People take to social media to find the next best thing. Figure out a schedule that works for you and over time you can alter it. Make sure you’re checking on your insights and statistics, so you can see the best times to post. It’s important to post content at a time when most of your followers are active. The best chance you have of people sharing your music is through social media. It can act as a snowball effect. Once one person shares it, someone else does and so on.
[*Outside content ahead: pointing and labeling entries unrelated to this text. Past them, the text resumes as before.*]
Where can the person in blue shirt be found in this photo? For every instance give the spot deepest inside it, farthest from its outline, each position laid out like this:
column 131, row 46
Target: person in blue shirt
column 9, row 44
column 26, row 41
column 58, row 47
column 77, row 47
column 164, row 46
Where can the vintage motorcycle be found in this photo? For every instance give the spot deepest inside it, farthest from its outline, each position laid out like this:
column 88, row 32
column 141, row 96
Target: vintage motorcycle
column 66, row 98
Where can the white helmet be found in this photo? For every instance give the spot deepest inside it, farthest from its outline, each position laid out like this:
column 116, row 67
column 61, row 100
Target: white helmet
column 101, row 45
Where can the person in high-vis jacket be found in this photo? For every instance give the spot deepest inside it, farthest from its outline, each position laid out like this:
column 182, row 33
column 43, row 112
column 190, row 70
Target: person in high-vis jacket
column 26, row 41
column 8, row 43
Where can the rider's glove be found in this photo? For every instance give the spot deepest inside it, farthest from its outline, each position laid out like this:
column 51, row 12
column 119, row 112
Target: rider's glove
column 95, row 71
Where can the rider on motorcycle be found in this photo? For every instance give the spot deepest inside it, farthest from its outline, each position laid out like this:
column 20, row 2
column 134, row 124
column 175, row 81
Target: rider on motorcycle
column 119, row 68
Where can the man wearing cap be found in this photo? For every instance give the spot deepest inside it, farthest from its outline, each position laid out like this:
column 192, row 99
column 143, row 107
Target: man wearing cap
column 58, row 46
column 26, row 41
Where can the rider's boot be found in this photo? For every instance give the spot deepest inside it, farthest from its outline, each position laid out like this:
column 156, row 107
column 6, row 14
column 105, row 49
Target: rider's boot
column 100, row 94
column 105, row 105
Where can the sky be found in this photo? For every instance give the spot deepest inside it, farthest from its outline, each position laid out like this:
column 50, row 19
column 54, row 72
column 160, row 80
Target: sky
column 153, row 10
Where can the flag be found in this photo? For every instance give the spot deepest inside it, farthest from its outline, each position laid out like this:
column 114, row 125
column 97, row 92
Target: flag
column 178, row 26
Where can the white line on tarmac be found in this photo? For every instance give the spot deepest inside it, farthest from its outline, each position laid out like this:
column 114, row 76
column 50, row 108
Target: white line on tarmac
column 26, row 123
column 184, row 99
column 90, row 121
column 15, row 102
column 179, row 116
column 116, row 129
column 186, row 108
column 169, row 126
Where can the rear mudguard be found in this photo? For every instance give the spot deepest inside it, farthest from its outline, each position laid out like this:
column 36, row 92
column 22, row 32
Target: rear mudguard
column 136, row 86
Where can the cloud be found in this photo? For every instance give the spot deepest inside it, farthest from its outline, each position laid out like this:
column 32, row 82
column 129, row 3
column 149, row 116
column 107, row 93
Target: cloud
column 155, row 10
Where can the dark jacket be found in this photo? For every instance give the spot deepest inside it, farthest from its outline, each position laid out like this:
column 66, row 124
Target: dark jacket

Ensure you get on social media straight away. If you’re starting to think about a career in music, then now is the time to set up a social media page across all platforms. Keep on top of it as well because people will lose interest quickly when you’re fresh to the scene. You need to engage with your followers as this will encourage them to support you further. The more they get back, the more they will then give. Social media is a place where you can promote your Fan Links, Content Unlocks and Pre-saves. So it really is a must-have tool.
Enjoy every minute of it!
Wrapping this advice up with the most important part. Enjoy everything you do! If you’re not loving it, then why are you doing it? When it becomes a chore and no longer enjoyable, it’s time to take a break. Hopefully this guide will give you some advice when starting out in your music career. Being an independent artist is challenging. There will be many obstacles you have to face, but it’s rewarding above all. Seeing people go crazy for your latest track, knowing it was all down to you. Well, what more could you ask for?